The ZO ČSS Býčí skála (ZO CSS Byci skala, literally translated as a Fundamental organization of the Czech Speleological Society, Number 6-01, Bull Rock) is an amateur caving group, one of sixty five such organizations that form the Society. In the National Speleological Society, NSS (USA), such groups are called “grottos”.
The group operates primarily in the central (middle) part of the Moravian Karst, namely in the Křtinské-Josefovské údolí (Krtiny-Josefov Valley). The Bull Rock Cave and the Barová (Bar) Cave are the principal localities. These caves form a part of the cave system of the Jedovnický potok (Jedovnice Creek). A large part of the system represents the creek’s underground stream bed. The creek begins its approximately 15 km long subterranean course in the ca. 4 km long ponor cave called the Rudické propadání (Rudicke propadani Cave, Rudice Swallet). The entire Rudicke propadani – Bull Rock – Bar cave system is situated up to 220 m beneath the Rudická plošina (Rudice Plateau).

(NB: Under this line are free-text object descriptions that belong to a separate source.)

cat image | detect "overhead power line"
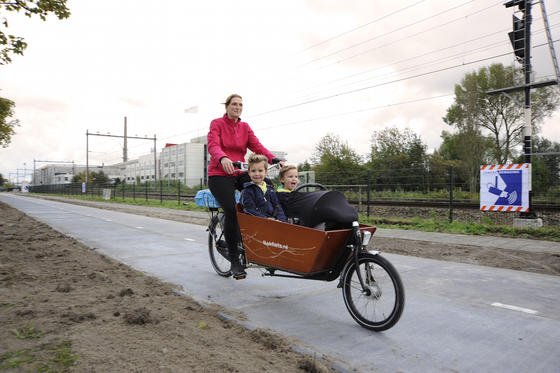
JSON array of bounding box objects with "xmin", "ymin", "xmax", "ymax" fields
[
  {"xmin": 249, "ymin": 40, "xmax": 558, "ymax": 119},
  {"xmin": 307, "ymin": 2, "xmax": 503, "ymax": 71},
  {"xmin": 299, "ymin": 0, "xmax": 477, "ymax": 67},
  {"xmin": 297, "ymin": 0, "xmax": 426, "ymax": 53},
  {"xmin": 259, "ymin": 93, "xmax": 453, "ymax": 131},
  {"xmin": 295, "ymin": 23, "xmax": 559, "ymax": 101},
  {"xmin": 256, "ymin": 2, "xmax": 558, "ymax": 114}
]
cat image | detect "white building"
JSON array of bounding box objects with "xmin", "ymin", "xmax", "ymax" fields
[
  {"xmin": 53, "ymin": 172, "xmax": 73, "ymax": 184},
  {"xmin": 160, "ymin": 142, "xmax": 206, "ymax": 187},
  {"xmin": 137, "ymin": 152, "xmax": 159, "ymax": 182},
  {"xmin": 33, "ymin": 164, "xmax": 119, "ymax": 185},
  {"xmin": 34, "ymin": 164, "xmax": 83, "ymax": 185},
  {"xmin": 32, "ymin": 138, "xmax": 285, "ymax": 188}
]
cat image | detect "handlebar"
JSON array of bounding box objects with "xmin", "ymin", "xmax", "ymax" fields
[
  {"xmin": 232, "ymin": 161, "xmax": 283, "ymax": 172},
  {"xmin": 293, "ymin": 183, "xmax": 327, "ymax": 192},
  {"xmin": 232, "ymin": 161, "xmax": 249, "ymax": 171}
]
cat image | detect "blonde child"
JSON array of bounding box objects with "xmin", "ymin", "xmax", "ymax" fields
[
  {"xmin": 277, "ymin": 165, "xmax": 298, "ymax": 212},
  {"xmin": 278, "ymin": 165, "xmax": 299, "ymax": 192},
  {"xmin": 240, "ymin": 154, "xmax": 287, "ymax": 221}
]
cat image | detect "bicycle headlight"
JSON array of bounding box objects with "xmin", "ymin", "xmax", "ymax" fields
[{"xmin": 361, "ymin": 231, "xmax": 371, "ymax": 247}]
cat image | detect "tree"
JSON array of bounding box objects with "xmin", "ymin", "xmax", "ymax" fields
[
  {"xmin": 310, "ymin": 133, "xmax": 364, "ymax": 185},
  {"xmin": 0, "ymin": 172, "xmax": 6, "ymax": 186},
  {"xmin": 71, "ymin": 172, "xmax": 83, "ymax": 183},
  {"xmin": 1, "ymin": 0, "xmax": 70, "ymax": 64},
  {"xmin": 444, "ymin": 63, "xmax": 559, "ymax": 164},
  {"xmin": 72, "ymin": 171, "xmax": 109, "ymax": 184},
  {"xmin": 298, "ymin": 160, "xmax": 312, "ymax": 172},
  {"xmin": 368, "ymin": 127, "xmax": 428, "ymax": 191},
  {"xmin": 91, "ymin": 171, "xmax": 109, "ymax": 184},
  {"xmin": 514, "ymin": 136, "xmax": 560, "ymax": 197},
  {"xmin": 435, "ymin": 130, "xmax": 493, "ymax": 191},
  {"xmin": 0, "ymin": 96, "xmax": 19, "ymax": 147},
  {"xmin": 424, "ymin": 153, "xmax": 460, "ymax": 192},
  {"xmin": 1, "ymin": 1, "xmax": 70, "ymax": 147}
]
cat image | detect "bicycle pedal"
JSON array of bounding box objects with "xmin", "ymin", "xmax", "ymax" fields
[{"xmin": 233, "ymin": 271, "xmax": 247, "ymax": 280}]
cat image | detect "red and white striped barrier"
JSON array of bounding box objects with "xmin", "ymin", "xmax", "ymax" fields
[
  {"xmin": 480, "ymin": 205, "xmax": 528, "ymax": 212},
  {"xmin": 480, "ymin": 164, "xmax": 528, "ymax": 171}
]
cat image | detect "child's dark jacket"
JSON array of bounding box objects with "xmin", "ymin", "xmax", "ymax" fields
[{"xmin": 241, "ymin": 181, "xmax": 287, "ymax": 221}]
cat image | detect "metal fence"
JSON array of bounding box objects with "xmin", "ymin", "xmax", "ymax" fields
[
  {"xmin": 30, "ymin": 165, "xmax": 560, "ymax": 227},
  {"xmin": 30, "ymin": 180, "xmax": 199, "ymax": 205},
  {"xmin": 324, "ymin": 166, "xmax": 559, "ymax": 227}
]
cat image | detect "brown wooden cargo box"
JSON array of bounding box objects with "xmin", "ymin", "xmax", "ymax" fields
[{"xmin": 237, "ymin": 210, "xmax": 375, "ymax": 275}]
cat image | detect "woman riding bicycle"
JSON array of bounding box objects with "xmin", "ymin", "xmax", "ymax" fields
[{"xmin": 207, "ymin": 93, "xmax": 284, "ymax": 280}]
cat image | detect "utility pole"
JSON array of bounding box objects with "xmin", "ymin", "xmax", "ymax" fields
[
  {"xmin": 123, "ymin": 116, "xmax": 128, "ymax": 163},
  {"xmin": 521, "ymin": 0, "xmax": 532, "ymax": 168},
  {"xmin": 86, "ymin": 130, "xmax": 89, "ymax": 183},
  {"xmin": 86, "ymin": 124, "xmax": 158, "ymax": 183},
  {"xmin": 486, "ymin": 0, "xmax": 558, "ymax": 219},
  {"xmin": 540, "ymin": 0, "xmax": 560, "ymax": 83},
  {"xmin": 153, "ymin": 134, "xmax": 157, "ymax": 182}
]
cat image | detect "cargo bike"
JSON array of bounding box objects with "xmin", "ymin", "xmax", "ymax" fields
[{"xmin": 195, "ymin": 181, "xmax": 405, "ymax": 331}]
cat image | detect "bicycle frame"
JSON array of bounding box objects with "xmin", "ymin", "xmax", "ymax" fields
[{"xmin": 205, "ymin": 193, "xmax": 405, "ymax": 332}]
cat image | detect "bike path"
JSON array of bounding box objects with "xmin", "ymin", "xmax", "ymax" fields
[
  {"xmin": 2, "ymin": 193, "xmax": 559, "ymax": 373},
  {"xmin": 19, "ymin": 194, "xmax": 560, "ymax": 254}
]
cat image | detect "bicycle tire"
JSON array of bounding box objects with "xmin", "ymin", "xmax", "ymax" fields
[
  {"xmin": 208, "ymin": 214, "xmax": 232, "ymax": 277},
  {"xmin": 341, "ymin": 253, "xmax": 405, "ymax": 331}
]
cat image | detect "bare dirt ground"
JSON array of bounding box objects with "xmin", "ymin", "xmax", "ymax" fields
[
  {"xmin": 1, "ymin": 196, "xmax": 559, "ymax": 372},
  {"xmin": 0, "ymin": 201, "xmax": 335, "ymax": 372}
]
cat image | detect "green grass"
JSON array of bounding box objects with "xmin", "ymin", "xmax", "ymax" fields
[
  {"xmin": 13, "ymin": 325, "xmax": 44, "ymax": 340},
  {"xmin": 39, "ymin": 340, "xmax": 77, "ymax": 372},
  {"xmin": 0, "ymin": 302, "xmax": 15, "ymax": 309},
  {"xmin": 344, "ymin": 188, "xmax": 556, "ymax": 205},
  {"xmin": 0, "ymin": 340, "xmax": 77, "ymax": 371},
  {"xmin": 0, "ymin": 349, "xmax": 34, "ymax": 369},
  {"xmin": 360, "ymin": 215, "xmax": 560, "ymax": 242},
  {"xmin": 32, "ymin": 193, "xmax": 559, "ymax": 241},
  {"xmin": 37, "ymin": 193, "xmax": 206, "ymax": 211}
]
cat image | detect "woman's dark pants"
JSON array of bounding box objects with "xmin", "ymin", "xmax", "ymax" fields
[{"xmin": 208, "ymin": 176, "xmax": 242, "ymax": 264}]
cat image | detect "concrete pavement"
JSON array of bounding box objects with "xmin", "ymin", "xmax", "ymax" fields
[
  {"xmin": 2, "ymin": 193, "xmax": 559, "ymax": 373},
  {"xmin": 23, "ymin": 193, "xmax": 560, "ymax": 254}
]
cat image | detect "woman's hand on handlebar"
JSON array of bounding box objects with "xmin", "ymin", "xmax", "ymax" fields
[
  {"xmin": 220, "ymin": 157, "xmax": 235, "ymax": 175},
  {"xmin": 223, "ymin": 157, "xmax": 285, "ymax": 174},
  {"xmin": 272, "ymin": 157, "xmax": 287, "ymax": 168}
]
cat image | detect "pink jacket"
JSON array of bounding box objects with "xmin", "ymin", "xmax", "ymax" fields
[{"xmin": 207, "ymin": 114, "xmax": 276, "ymax": 177}]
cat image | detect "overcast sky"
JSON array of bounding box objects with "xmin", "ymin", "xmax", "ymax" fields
[{"xmin": 1, "ymin": 0, "xmax": 559, "ymax": 182}]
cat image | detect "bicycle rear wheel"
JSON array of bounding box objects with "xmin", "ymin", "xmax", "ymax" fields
[
  {"xmin": 341, "ymin": 253, "xmax": 404, "ymax": 331},
  {"xmin": 208, "ymin": 214, "xmax": 232, "ymax": 277}
]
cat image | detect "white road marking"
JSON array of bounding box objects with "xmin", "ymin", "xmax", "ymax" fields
[
  {"xmin": 135, "ymin": 226, "xmax": 144, "ymax": 229},
  {"xmin": 184, "ymin": 238, "xmax": 195, "ymax": 241},
  {"xmin": 491, "ymin": 302, "xmax": 538, "ymax": 315},
  {"xmin": 104, "ymin": 219, "xmax": 113, "ymax": 222}
]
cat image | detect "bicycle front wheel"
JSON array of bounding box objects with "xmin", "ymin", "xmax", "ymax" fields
[
  {"xmin": 208, "ymin": 214, "xmax": 232, "ymax": 277},
  {"xmin": 341, "ymin": 253, "xmax": 405, "ymax": 331}
]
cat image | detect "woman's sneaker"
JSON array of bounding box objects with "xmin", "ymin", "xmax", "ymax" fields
[{"xmin": 230, "ymin": 260, "xmax": 246, "ymax": 280}]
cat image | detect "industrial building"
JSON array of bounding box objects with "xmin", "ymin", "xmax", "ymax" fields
[{"xmin": 32, "ymin": 137, "xmax": 287, "ymax": 188}]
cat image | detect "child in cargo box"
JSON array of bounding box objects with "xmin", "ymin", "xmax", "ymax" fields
[
  {"xmin": 276, "ymin": 164, "xmax": 298, "ymax": 217},
  {"xmin": 240, "ymin": 154, "xmax": 287, "ymax": 222}
]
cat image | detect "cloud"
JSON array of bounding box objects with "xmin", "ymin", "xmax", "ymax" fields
[
  {"xmin": 1, "ymin": 0, "xmax": 559, "ymax": 180},
  {"xmin": 11, "ymin": 96, "xmax": 69, "ymax": 113}
]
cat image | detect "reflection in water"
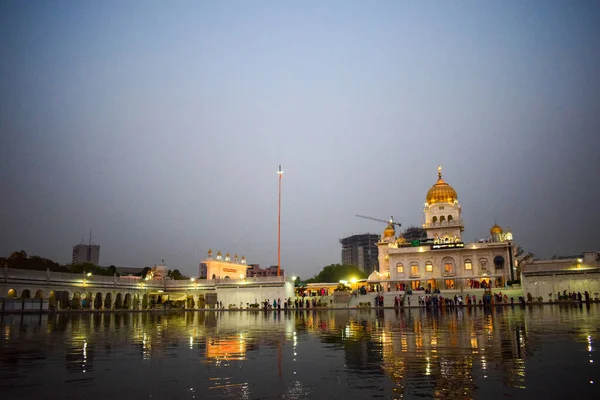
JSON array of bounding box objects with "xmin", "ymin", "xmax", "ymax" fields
[{"xmin": 0, "ymin": 305, "xmax": 599, "ymax": 399}]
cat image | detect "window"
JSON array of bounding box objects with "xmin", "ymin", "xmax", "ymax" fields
[
  {"xmin": 448, "ymin": 215, "xmax": 453, "ymax": 222},
  {"xmin": 442, "ymin": 257, "xmax": 455, "ymax": 275},
  {"xmin": 479, "ymin": 259, "xmax": 488, "ymax": 273},
  {"xmin": 396, "ymin": 263, "xmax": 404, "ymax": 273},
  {"xmin": 494, "ymin": 256, "xmax": 505, "ymax": 269},
  {"xmin": 464, "ymin": 260, "xmax": 472, "ymax": 270},
  {"xmin": 426, "ymin": 262, "xmax": 433, "ymax": 272},
  {"xmin": 440, "ymin": 216, "xmax": 446, "ymax": 222},
  {"xmin": 432, "ymin": 216, "xmax": 438, "ymax": 223},
  {"xmin": 439, "ymin": 206, "xmax": 445, "ymax": 210},
  {"xmin": 411, "ymin": 265, "xmax": 419, "ymax": 275}
]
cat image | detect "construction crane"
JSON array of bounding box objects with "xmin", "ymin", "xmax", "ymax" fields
[{"xmin": 355, "ymin": 215, "xmax": 402, "ymax": 229}]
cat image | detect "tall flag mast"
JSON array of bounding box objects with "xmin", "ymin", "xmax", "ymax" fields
[{"xmin": 277, "ymin": 165, "xmax": 283, "ymax": 276}]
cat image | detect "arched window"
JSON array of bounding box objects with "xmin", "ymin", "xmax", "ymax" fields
[
  {"xmin": 442, "ymin": 257, "xmax": 455, "ymax": 275},
  {"xmin": 448, "ymin": 215, "xmax": 453, "ymax": 222},
  {"xmin": 440, "ymin": 216, "xmax": 446, "ymax": 223},
  {"xmin": 396, "ymin": 263, "xmax": 404, "ymax": 273},
  {"xmin": 464, "ymin": 259, "xmax": 472, "ymax": 270},
  {"xmin": 426, "ymin": 261, "xmax": 433, "ymax": 272},
  {"xmin": 410, "ymin": 263, "xmax": 419, "ymax": 277},
  {"xmin": 494, "ymin": 256, "xmax": 505, "ymax": 269},
  {"xmin": 479, "ymin": 258, "xmax": 488, "ymax": 273},
  {"xmin": 432, "ymin": 216, "xmax": 438, "ymax": 223}
]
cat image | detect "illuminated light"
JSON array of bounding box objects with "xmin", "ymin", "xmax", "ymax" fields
[
  {"xmin": 87, "ymin": 272, "xmax": 92, "ymax": 277},
  {"xmin": 292, "ymin": 276, "xmax": 297, "ymax": 281},
  {"xmin": 351, "ymin": 277, "xmax": 357, "ymax": 284},
  {"xmin": 190, "ymin": 277, "xmax": 195, "ymax": 282},
  {"xmin": 578, "ymin": 258, "xmax": 583, "ymax": 263},
  {"xmin": 158, "ymin": 290, "xmax": 164, "ymax": 293}
]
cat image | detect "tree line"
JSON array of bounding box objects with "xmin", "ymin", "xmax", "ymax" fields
[{"xmin": 0, "ymin": 250, "xmax": 189, "ymax": 280}]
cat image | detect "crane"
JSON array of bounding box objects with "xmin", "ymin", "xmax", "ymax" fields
[{"xmin": 355, "ymin": 215, "xmax": 402, "ymax": 229}]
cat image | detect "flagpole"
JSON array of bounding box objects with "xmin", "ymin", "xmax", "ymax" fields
[{"xmin": 277, "ymin": 165, "xmax": 283, "ymax": 276}]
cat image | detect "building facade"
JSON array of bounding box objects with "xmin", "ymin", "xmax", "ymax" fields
[
  {"xmin": 72, "ymin": 244, "xmax": 100, "ymax": 265},
  {"xmin": 521, "ymin": 251, "xmax": 600, "ymax": 301},
  {"xmin": 340, "ymin": 234, "xmax": 379, "ymax": 273},
  {"xmin": 246, "ymin": 264, "xmax": 284, "ymax": 277},
  {"xmin": 199, "ymin": 250, "xmax": 250, "ymax": 280},
  {"xmin": 375, "ymin": 167, "xmax": 515, "ymax": 291}
]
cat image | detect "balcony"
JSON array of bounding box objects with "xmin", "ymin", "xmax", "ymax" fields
[
  {"xmin": 422, "ymin": 219, "xmax": 464, "ymax": 229},
  {"xmin": 443, "ymin": 271, "xmax": 456, "ymax": 277},
  {"xmin": 409, "ymin": 273, "xmax": 421, "ymax": 278}
]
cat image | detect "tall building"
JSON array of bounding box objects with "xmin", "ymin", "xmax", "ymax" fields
[
  {"xmin": 72, "ymin": 244, "xmax": 100, "ymax": 265},
  {"xmin": 340, "ymin": 234, "xmax": 379, "ymax": 273}
]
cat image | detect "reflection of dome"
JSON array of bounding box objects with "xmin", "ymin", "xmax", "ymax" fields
[
  {"xmin": 490, "ymin": 224, "xmax": 503, "ymax": 235},
  {"xmin": 383, "ymin": 223, "xmax": 395, "ymax": 238},
  {"xmin": 426, "ymin": 167, "xmax": 457, "ymax": 204}
]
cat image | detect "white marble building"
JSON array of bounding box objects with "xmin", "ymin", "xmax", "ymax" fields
[{"xmin": 374, "ymin": 167, "xmax": 516, "ymax": 291}]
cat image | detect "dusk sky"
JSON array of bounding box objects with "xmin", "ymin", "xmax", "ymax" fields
[{"xmin": 1, "ymin": 1, "xmax": 599, "ymax": 278}]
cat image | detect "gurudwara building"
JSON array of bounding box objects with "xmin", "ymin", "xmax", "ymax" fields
[{"xmin": 375, "ymin": 167, "xmax": 516, "ymax": 291}]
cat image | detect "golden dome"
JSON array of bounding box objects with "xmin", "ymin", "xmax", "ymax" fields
[
  {"xmin": 490, "ymin": 223, "xmax": 503, "ymax": 235},
  {"xmin": 383, "ymin": 223, "xmax": 395, "ymax": 238},
  {"xmin": 426, "ymin": 166, "xmax": 457, "ymax": 204},
  {"xmin": 396, "ymin": 236, "xmax": 406, "ymax": 245}
]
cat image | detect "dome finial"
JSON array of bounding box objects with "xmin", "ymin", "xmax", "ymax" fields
[{"xmin": 438, "ymin": 165, "xmax": 442, "ymax": 179}]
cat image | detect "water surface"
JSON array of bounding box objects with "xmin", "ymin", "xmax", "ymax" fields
[{"xmin": 1, "ymin": 305, "xmax": 599, "ymax": 399}]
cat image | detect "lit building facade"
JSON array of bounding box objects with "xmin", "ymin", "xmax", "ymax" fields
[
  {"xmin": 199, "ymin": 250, "xmax": 250, "ymax": 280},
  {"xmin": 376, "ymin": 167, "xmax": 515, "ymax": 290}
]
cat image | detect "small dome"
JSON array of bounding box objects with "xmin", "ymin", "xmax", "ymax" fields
[
  {"xmin": 426, "ymin": 166, "xmax": 457, "ymax": 204},
  {"xmin": 490, "ymin": 224, "xmax": 503, "ymax": 235},
  {"xmin": 383, "ymin": 223, "xmax": 395, "ymax": 238}
]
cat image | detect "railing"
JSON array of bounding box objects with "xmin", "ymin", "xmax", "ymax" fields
[
  {"xmin": 409, "ymin": 273, "xmax": 420, "ymax": 278},
  {"xmin": 443, "ymin": 271, "xmax": 456, "ymax": 277},
  {"xmin": 1, "ymin": 268, "xmax": 287, "ymax": 291},
  {"xmin": 422, "ymin": 219, "xmax": 464, "ymax": 229}
]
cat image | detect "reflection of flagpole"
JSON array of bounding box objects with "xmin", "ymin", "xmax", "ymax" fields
[
  {"xmin": 277, "ymin": 165, "xmax": 283, "ymax": 276},
  {"xmin": 278, "ymin": 339, "xmax": 282, "ymax": 379}
]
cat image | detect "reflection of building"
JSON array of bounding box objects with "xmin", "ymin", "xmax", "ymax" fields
[
  {"xmin": 199, "ymin": 250, "xmax": 250, "ymax": 280},
  {"xmin": 72, "ymin": 244, "xmax": 100, "ymax": 265},
  {"xmin": 375, "ymin": 167, "xmax": 515, "ymax": 290},
  {"xmin": 340, "ymin": 234, "xmax": 379, "ymax": 273},
  {"xmin": 206, "ymin": 336, "xmax": 250, "ymax": 361},
  {"xmin": 246, "ymin": 264, "xmax": 284, "ymax": 277}
]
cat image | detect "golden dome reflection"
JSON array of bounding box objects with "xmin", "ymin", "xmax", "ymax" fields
[{"xmin": 426, "ymin": 166, "xmax": 457, "ymax": 205}]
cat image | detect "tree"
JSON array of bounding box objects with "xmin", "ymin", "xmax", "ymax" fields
[
  {"xmin": 170, "ymin": 269, "xmax": 188, "ymax": 280},
  {"xmin": 140, "ymin": 266, "xmax": 152, "ymax": 279},
  {"xmin": 306, "ymin": 264, "xmax": 367, "ymax": 283},
  {"xmin": 107, "ymin": 265, "xmax": 117, "ymax": 276},
  {"xmin": 515, "ymin": 246, "xmax": 534, "ymax": 277}
]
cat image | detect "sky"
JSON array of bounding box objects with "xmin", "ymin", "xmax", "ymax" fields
[{"xmin": 1, "ymin": 1, "xmax": 599, "ymax": 279}]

The post-WWII period of cave exploration in the Moravian Karst, including the Krtiny-Josefov Valley and the Bull Rock Cave, was initiated by the Speleologický klub Brno (Speleological Club of Brno). The club was established in 1945 as an umbrella organization for all Moravian caving groups. In addition to regular members, the club included also so-called collective members – that is, caving groups organized mostly at works clubs (ZK) of the Revolutionary Trade-Union Movement (ROH) of major factories.
One of these members was the Speleological Group (SK) at the Adamov Machinery Works in Adamov (Speleologický kroužek ZK ROH Adamovských strojíren, Adamov). Established in 1954, the group focused on the exploration of the Bull Rock Cave. From 1954-1976, the cavers achieved several minor discoveries; in 1973, they also began to blast an adit in the roof of the Přítokový sifon (Influx Siphon), the terminal point of the cave.
On December 12th, 1978, the Czech Speleological Society (CSS) was formed. In 1981, the Speleological Group Adamov joined the society as the ZO CSS 6-01 Bull Rock.
Between 1982-1985, the Bull Rock cavers with the assistance of cave divers gradually discovered the entire underground stream of the Jedovnice Creek between the Bull Rock Cave and the Rudicke propadani Cave. Later on, in the 1990s, they physically passed through the entire system, from the Rudicke propadani Cave via the Bull Rock and Bar caves into the karst springs of the Jedovnice Creek in the Krtiny-Josefov Valley. The Jedovnice Creek cave system now stands as the second longest and best known cave system in the Moravian Karst and the entire Czech Republic.
Presently, the Bull Rock cavers concentrate on the resurgence area of the Jedovnice Creek, namely on karst conduits between the Bull Rock and Bar caves. Substantial progress is achieved almost every week, and not only in meters of newly discovered passages. A block of Pleistocene sediments in the Bar Cave has yielded a treasure of bone remnants of Pleistocene mammals including a well-preserved skull of a cave lion(ess) Panthera spelaea, and one of a cave bear, Ursus ex gr. spelaeus.
The progress and results of the group’s speleological activities are continuously reported on the group’s webpage, www.byciskala.cz (in Czech) as well as in speleological journals and bulletins.